• Sitting Shiva

    The funeral service was well attended. Relatives from my father’s side sat in the front of the all-purpose chapel that was built on to the funeral home. Both of his parents outlived their son, though his father would die in two years, and one of his brothers would die six months after that. On the other side of the center aisle, I sat with my mother and brother, and behind us sat my father’s many friends and business associates. Friends and family combined, his death had gathered over one hundred people. My father was well liked.
    My brother wasn’t crying, so neither was I. He had warned me that morning of the dangers of such displays of emotion. “We have to stay strong. We’re the men of the house now.” “I understand.” I didn’t. Not really. I didn’t understand how I had been promoted from boy to man without notice, and I didn’t understand how someone could be here in the morning and be gone in the afternoon. Perhaps if their had been a body the whole ordeal would have been more believable. But there was no body, only a blandly painted urn filled with dust and rubble taken from the sight where, five days earlier, the building where my Father worked stood. Without a body, there was no proof that he was gone, and so hope lingered one like a demon whispering in my ear. Maybe, somehow, he survived the collapse, and the fall from a hundred stories up. Maybe he was still buried under the rubble, shouting for someone to dig him out. Tomorrow, or the next day, we would hear a knocking at our door, and there he would be, still wearing the same black suit he wore everyday to the office. He’d walk into the house, shake off the caking of dust that had clung to his hair and clothes, and everything would revert back to how it used to be.
    Even after the ceremony had ended, and we had driven in procession to the cemetery, it seemed unreal, like a dream too absurd to accept. As the empty coffin was lowered into its grave, the cemetery was filled with the sounds of prayer. Yit-gadal v'yit-kadash sh'may raba b'alma dee-v'ra che-ru-tay, ve'yam-lich mal-chutay b'chai-yay-chon uv'yo-may-chon uv-cha-yay d'chol beit Yisrael, ba-agala u'vitze-man ka-riv, ve'imru amen. From the moment the coffin touched earth, my mother, brother and I assumed the status of the Avel, the mourners, and our three days of Shiva began.
    The first day was the strangest. My family had never been very religious. We only attended services on high holy days, or when my parents felt guilty. But my mother’s mother insisted that we mourn in the traditional way, if only for three days. She would have preferred seven, but my mother had insisted on three. “The boys have already missed so much school,” she would say. “They need to be with their friends.” However, it is not the time commitment that is troublesome, but the seemingly arbitrary customs that come with sitting Shiva. For example, the Avel are not to eat food that they themselves prepare. Instead, our meals were supplied by friends and extended family. Some of them even cooked in our kitchen, while we sat in our living room on the aged and decrepit couch that had been exiled there from the family room five years earlier.
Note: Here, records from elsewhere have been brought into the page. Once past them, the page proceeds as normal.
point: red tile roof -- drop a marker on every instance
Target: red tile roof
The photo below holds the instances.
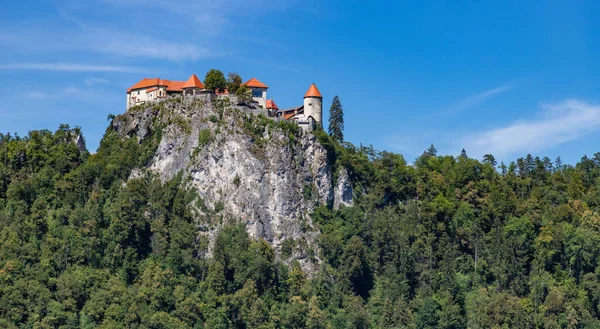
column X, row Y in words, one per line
column 172, row 85
column 155, row 82
column 313, row 92
column 193, row 82
column 254, row 83
column 145, row 83
column 271, row 104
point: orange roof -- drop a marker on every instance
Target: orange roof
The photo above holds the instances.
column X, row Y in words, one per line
column 145, row 83
column 155, row 82
column 254, row 83
column 313, row 92
column 193, row 82
column 172, row 85
column 271, row 104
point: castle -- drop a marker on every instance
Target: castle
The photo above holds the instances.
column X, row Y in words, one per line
column 307, row 116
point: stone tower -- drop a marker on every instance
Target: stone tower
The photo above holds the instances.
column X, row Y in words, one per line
column 313, row 104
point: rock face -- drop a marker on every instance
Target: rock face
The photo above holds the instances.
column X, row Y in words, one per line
column 269, row 175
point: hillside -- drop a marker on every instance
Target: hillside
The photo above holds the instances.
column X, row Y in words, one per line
column 205, row 215
column 243, row 166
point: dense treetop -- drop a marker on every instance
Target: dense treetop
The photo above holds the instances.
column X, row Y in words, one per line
column 449, row 242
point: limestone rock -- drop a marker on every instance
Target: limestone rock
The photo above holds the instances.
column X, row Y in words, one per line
column 243, row 167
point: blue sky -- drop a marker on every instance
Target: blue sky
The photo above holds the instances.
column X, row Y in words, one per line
column 501, row 77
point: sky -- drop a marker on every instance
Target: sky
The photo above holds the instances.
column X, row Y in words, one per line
column 501, row 77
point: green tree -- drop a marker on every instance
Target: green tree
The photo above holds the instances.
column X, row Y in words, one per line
column 336, row 120
column 234, row 81
column 215, row 81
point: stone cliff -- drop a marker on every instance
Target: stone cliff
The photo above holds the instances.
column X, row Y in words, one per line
column 245, row 167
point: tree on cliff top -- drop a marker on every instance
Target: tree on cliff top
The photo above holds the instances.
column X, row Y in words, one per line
column 336, row 120
column 215, row 80
column 234, row 82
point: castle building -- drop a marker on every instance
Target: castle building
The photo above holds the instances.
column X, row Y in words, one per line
column 154, row 89
column 307, row 116
column 259, row 91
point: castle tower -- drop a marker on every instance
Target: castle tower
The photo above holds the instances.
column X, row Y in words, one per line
column 313, row 104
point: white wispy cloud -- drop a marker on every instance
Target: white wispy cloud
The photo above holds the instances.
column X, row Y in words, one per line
column 95, row 81
column 479, row 98
column 68, row 67
column 558, row 123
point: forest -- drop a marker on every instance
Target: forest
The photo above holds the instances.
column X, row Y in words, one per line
column 443, row 242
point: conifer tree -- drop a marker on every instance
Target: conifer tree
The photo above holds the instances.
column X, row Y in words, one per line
column 489, row 159
column 336, row 120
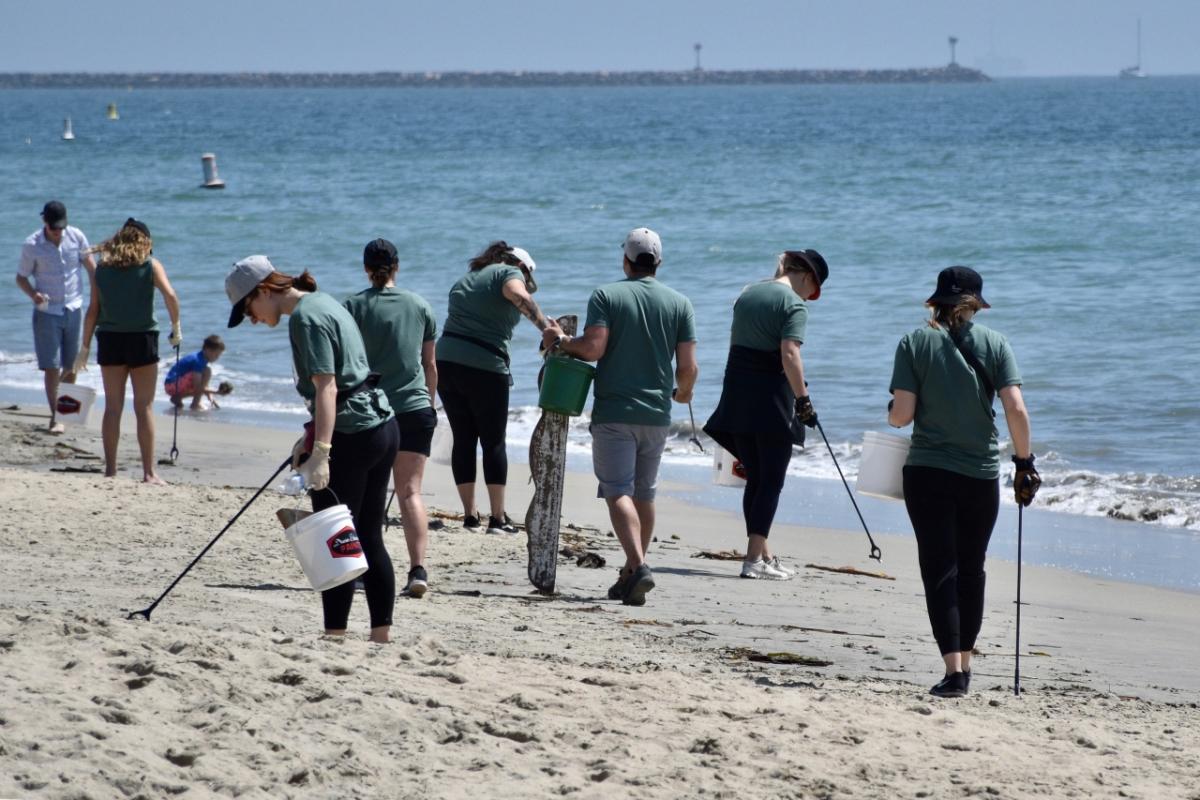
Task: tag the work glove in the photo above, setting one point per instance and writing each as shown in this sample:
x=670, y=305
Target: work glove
x=316, y=469
x=299, y=450
x=81, y=364
x=1026, y=480
x=804, y=411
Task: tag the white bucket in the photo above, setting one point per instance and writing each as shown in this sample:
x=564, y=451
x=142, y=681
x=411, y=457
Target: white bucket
x=726, y=469
x=443, y=441
x=75, y=403
x=328, y=547
x=880, y=469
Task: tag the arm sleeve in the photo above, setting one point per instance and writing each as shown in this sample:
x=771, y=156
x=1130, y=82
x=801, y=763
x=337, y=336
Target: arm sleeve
x=27, y=264
x=598, y=311
x=687, y=323
x=904, y=376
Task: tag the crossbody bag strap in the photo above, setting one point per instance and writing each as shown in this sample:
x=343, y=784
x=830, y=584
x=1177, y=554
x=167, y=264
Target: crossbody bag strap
x=989, y=388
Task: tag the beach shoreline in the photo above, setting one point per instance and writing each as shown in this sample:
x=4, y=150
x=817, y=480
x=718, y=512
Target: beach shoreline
x=491, y=687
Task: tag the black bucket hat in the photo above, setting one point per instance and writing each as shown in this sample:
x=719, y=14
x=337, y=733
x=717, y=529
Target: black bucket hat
x=958, y=282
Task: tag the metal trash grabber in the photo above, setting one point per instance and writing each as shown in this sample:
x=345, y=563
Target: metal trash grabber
x=174, y=434
x=695, y=439
x=1017, y=673
x=876, y=553
x=145, y=612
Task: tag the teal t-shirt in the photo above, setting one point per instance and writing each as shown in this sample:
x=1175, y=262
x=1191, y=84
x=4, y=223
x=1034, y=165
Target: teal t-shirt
x=954, y=428
x=327, y=342
x=479, y=308
x=646, y=320
x=766, y=314
x=395, y=323
x=126, y=299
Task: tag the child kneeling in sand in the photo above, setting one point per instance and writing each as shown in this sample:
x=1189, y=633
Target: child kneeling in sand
x=191, y=374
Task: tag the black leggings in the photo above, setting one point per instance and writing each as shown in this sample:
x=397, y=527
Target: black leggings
x=359, y=470
x=953, y=516
x=765, y=458
x=477, y=404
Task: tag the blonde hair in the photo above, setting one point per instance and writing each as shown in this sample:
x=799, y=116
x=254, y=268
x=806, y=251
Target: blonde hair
x=127, y=247
x=953, y=317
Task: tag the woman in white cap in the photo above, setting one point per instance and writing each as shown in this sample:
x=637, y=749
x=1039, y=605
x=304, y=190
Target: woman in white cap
x=352, y=441
x=945, y=380
x=473, y=371
x=121, y=314
x=765, y=398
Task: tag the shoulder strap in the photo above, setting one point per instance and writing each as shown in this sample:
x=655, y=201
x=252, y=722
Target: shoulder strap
x=989, y=388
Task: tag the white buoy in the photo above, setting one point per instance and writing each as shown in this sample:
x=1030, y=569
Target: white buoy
x=210, y=172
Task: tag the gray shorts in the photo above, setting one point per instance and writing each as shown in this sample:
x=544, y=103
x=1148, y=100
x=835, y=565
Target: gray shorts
x=625, y=458
x=57, y=338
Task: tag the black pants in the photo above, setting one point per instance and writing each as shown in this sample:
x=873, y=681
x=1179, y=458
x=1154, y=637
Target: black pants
x=477, y=405
x=359, y=470
x=953, y=516
x=765, y=458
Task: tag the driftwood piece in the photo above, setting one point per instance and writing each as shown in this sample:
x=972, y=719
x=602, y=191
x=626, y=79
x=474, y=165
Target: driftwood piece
x=547, y=463
x=851, y=570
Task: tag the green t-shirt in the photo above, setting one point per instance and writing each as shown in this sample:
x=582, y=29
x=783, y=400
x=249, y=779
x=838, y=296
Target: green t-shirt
x=479, y=308
x=395, y=323
x=766, y=314
x=327, y=342
x=646, y=320
x=126, y=299
x=954, y=428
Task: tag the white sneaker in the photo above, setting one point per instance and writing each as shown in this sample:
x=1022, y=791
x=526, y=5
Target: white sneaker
x=762, y=570
x=774, y=561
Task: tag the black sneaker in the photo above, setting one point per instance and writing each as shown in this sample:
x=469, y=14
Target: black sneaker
x=418, y=582
x=617, y=589
x=503, y=525
x=953, y=685
x=636, y=585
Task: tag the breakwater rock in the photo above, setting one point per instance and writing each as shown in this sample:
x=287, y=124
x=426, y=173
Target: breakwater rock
x=952, y=73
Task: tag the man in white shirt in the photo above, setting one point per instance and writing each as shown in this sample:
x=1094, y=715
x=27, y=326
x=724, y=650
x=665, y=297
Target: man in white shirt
x=52, y=257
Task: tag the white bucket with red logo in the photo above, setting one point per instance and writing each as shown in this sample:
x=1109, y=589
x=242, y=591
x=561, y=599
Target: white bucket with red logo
x=73, y=403
x=328, y=547
x=727, y=470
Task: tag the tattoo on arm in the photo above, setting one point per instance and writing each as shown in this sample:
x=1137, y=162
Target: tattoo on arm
x=529, y=308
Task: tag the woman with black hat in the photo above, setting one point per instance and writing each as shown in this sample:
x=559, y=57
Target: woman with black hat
x=765, y=398
x=352, y=441
x=400, y=331
x=121, y=314
x=473, y=371
x=945, y=379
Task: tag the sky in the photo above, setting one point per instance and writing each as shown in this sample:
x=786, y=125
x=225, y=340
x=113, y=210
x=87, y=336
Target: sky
x=1003, y=37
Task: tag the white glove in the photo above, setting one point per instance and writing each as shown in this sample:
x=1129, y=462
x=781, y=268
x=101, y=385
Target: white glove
x=316, y=469
x=298, y=451
x=81, y=364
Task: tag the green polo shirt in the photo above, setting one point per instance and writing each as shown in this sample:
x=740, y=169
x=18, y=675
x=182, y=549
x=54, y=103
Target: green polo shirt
x=646, y=320
x=479, y=308
x=327, y=342
x=766, y=314
x=395, y=323
x=954, y=428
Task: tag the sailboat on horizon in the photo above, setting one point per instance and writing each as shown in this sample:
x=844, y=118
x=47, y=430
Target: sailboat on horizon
x=1135, y=71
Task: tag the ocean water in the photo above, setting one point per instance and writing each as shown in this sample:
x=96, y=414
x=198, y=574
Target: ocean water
x=1075, y=198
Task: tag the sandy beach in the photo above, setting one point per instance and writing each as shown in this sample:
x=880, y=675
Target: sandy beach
x=492, y=691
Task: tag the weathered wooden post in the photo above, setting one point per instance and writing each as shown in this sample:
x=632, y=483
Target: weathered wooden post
x=547, y=464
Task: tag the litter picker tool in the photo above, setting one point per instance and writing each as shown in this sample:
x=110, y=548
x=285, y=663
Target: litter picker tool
x=174, y=433
x=876, y=553
x=145, y=612
x=1017, y=672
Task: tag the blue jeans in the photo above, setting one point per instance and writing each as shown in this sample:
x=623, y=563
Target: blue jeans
x=57, y=338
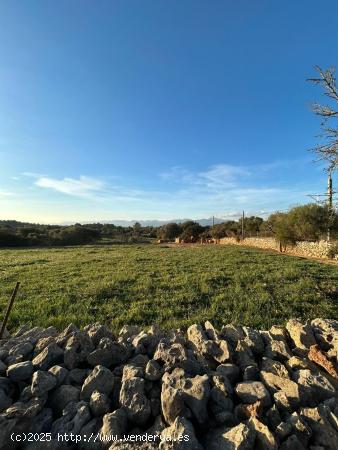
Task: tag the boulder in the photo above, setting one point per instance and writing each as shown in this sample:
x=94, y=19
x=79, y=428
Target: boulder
x=99, y=403
x=49, y=356
x=100, y=379
x=63, y=395
x=77, y=348
x=133, y=398
x=190, y=392
x=240, y=437
x=265, y=440
x=301, y=334
x=316, y=386
x=251, y=391
x=20, y=371
x=42, y=382
x=179, y=436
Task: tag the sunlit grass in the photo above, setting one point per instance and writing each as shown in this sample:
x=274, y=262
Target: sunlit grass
x=172, y=287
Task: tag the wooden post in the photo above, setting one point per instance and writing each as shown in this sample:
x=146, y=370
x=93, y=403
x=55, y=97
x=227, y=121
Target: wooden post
x=9, y=308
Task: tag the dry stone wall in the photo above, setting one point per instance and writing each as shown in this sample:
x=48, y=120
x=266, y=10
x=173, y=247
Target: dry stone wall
x=319, y=249
x=234, y=388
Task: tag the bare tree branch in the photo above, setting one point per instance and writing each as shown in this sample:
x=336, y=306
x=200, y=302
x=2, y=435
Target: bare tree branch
x=328, y=151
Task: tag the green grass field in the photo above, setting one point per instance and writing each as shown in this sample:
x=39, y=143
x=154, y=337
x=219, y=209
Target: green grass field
x=173, y=287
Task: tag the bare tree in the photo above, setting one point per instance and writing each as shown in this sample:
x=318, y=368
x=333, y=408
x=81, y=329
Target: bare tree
x=328, y=151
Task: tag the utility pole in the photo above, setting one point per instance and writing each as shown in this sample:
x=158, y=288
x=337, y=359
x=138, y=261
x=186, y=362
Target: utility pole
x=329, y=203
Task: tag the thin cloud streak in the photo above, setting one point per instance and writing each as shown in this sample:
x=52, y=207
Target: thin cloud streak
x=81, y=187
x=218, y=190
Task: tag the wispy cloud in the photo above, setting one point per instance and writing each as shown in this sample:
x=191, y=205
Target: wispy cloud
x=81, y=187
x=222, y=190
x=6, y=194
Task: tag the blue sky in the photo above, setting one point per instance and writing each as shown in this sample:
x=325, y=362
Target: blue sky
x=156, y=110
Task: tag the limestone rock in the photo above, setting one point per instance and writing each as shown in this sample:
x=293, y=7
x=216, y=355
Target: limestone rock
x=99, y=403
x=265, y=440
x=42, y=382
x=20, y=371
x=179, y=436
x=100, y=379
x=301, y=334
x=240, y=437
x=134, y=400
x=49, y=356
x=251, y=391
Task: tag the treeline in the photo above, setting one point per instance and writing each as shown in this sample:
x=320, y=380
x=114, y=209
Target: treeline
x=18, y=234
x=302, y=223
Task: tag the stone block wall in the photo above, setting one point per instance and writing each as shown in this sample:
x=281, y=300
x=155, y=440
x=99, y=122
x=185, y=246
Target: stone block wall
x=312, y=249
The living room got no natural light, and the bulb in the floor lamp was weak and yellow, so in there the couch and those who sat on it could effectively fade out of the world. We weren’t allowed to shower, and my brother and I were not allowed to shave. Of course, the latter was not a concern, because we weren’t old enough to do so. We were forbidden from leaving the house, and forbidden from partaking in any recreational activity. Our attention was not to be divided.
    That evening, my mother sat in the living room with ten other women from synagogue. My brother and I, bored with the monotony of mourning, sat against the wall adjacent to the living room and eavesdropped.
    “We are very sorry for your loss.”
    “Thank you”
    “Anything you need, just let us know.”
    “Yes, anything at all.”
    “If you need someone to watch the kids...”
    “Yes”
    “…or help clean up around the house…”
    “We’re here for you”
    “…just give me a call.”
    “Thanks.”
    “They are so young. It must be hard on them.”
    “They’re good boys.”
    “Sweet as can be.”
    “Poor things.”
    “They will need you.”
    “Now, more than ever.”
    “Of Course.”

    I layed in bed for what felt like hours, but what may have been minutes. By the time the house had emptied on that final night of mourning, it was already past midnight. Usually, I went to sleep at 9; any later and I would fall asleep in school the next day. In the winter, the sky began to dim around 7, and by 8 it was dark enough to be considered night. But I had never experienced the sheer blackness of midnight before. This darkness covered the world like a blanket. It filled my room with heavy silence. Tomorrow, I would go back to school. I would endure the stares and whispers of the other students, who had heard of my families’ misfortune. To them, death was something foreign. It was a rare animal on display, something both horrible and fascinating, to look at, but not to touch. I didn’t manage to fall asleep until the sun was already scraping the sky, but I slept well, and didn’t dream.